I Belong Nowhere

The world never taught me how to sit with pain. No one showed me where to put it, how to carry it, or whether it was even meant to be carried at all. So I spent years trying to tuck it away—wedging it between the cracks of my ribs, pressing it deep beneath my skin, hiding it in the quietest corners of my mind. But grief has a way of seeping through, like water finding its way through even the smallest fractures.

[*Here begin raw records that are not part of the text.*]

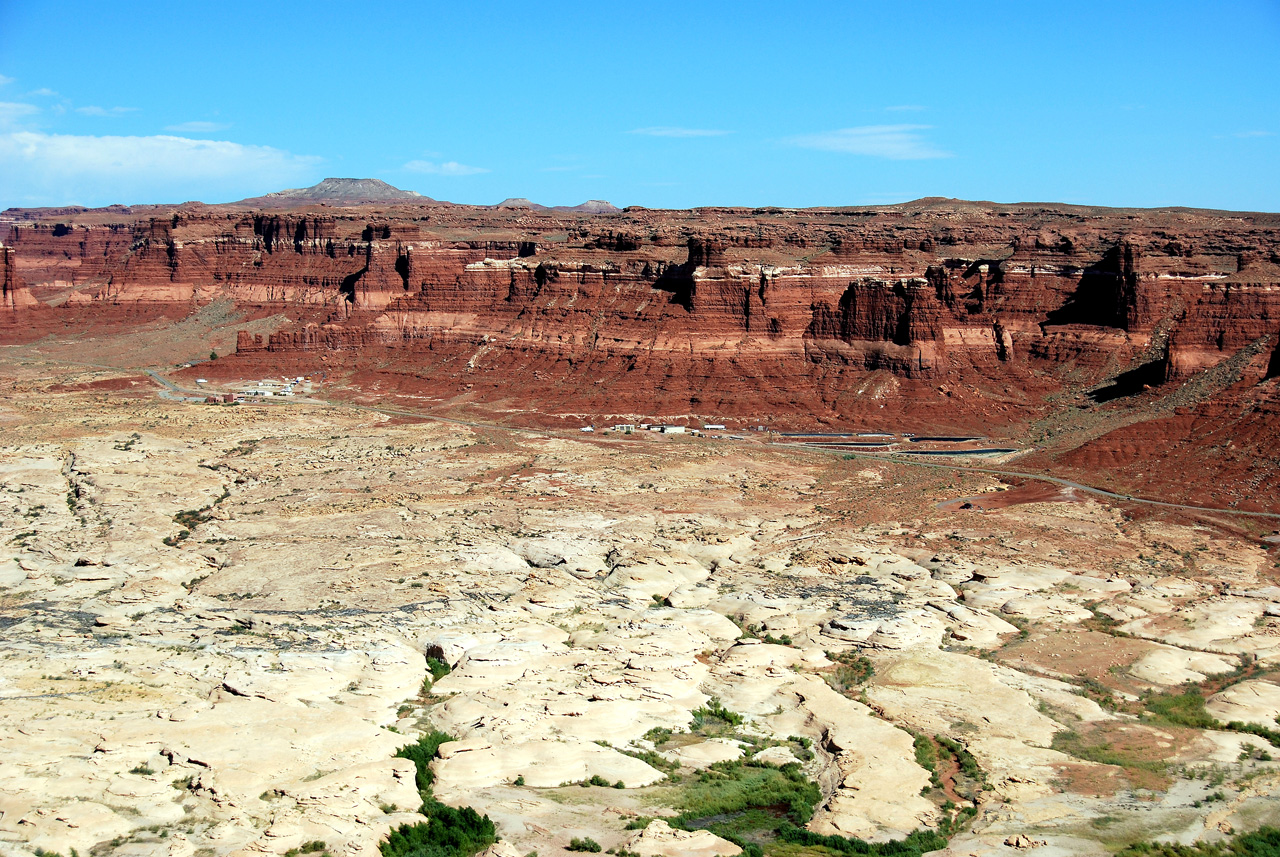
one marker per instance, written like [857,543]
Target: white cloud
[895,142]
[447,168]
[12,111]
[104,111]
[664,131]
[59,169]
[197,127]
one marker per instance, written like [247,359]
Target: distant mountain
[520,202]
[341,192]
[590,206]
[353,192]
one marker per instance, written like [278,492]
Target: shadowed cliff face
[722,305]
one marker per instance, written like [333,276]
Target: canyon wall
[700,310]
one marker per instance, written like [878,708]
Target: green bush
[914,844]
[712,714]
[421,755]
[1185,709]
[750,793]
[1264,842]
[446,833]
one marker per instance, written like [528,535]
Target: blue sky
[656,104]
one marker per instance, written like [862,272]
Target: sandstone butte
[1142,344]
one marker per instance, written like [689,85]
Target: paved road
[892,459]
[1055,480]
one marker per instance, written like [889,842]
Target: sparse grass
[712,715]
[853,670]
[1264,842]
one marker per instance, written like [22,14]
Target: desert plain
[218,624]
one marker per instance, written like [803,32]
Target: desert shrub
[714,714]
[915,843]
[749,794]
[1264,842]
[439,668]
[421,755]
[1185,709]
[446,833]
[851,670]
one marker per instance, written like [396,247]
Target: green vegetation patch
[448,832]
[745,802]
[912,846]
[851,670]
[1264,842]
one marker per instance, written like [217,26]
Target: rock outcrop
[958,316]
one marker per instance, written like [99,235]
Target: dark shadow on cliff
[1133,381]
[1101,296]
[348,284]
[679,280]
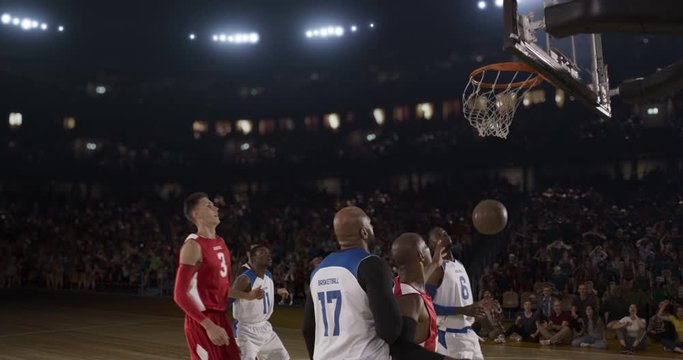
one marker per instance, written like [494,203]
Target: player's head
[410,250]
[200,210]
[352,228]
[437,234]
[259,256]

When you lose the people who gave you life before you’ve had the chance to understand its weight, you are forced to relearn the world from scratch. You wake up in a life that no longer belongs to you, one that doesn’t resemble the one you were supposed to have. And everywhere you look, there are people with anchors—hands to hold, voices to call home. But for you, there is only open water. And the thing about water is that it never stays still. It shifts, bends, and molds itself into whatever shape it finds. I wish I knew how to do the same. I wish I understood how to exist in this fluid state without feeling like I’m dissolving into nothing.

Some days, I feel like I am made of these images—fragmented, without horizon, without certainty. No solid ground beneath me, no direction forward. Just the quiet, aching stretch of the unknown. A vastness so endless it threatens to swallow me whole. There is an emptiness in my chest that echoes, a hollow sound against walls that no longer feel like home. And in a world so wide, so filled with people, I feel like I belong nowhere at all.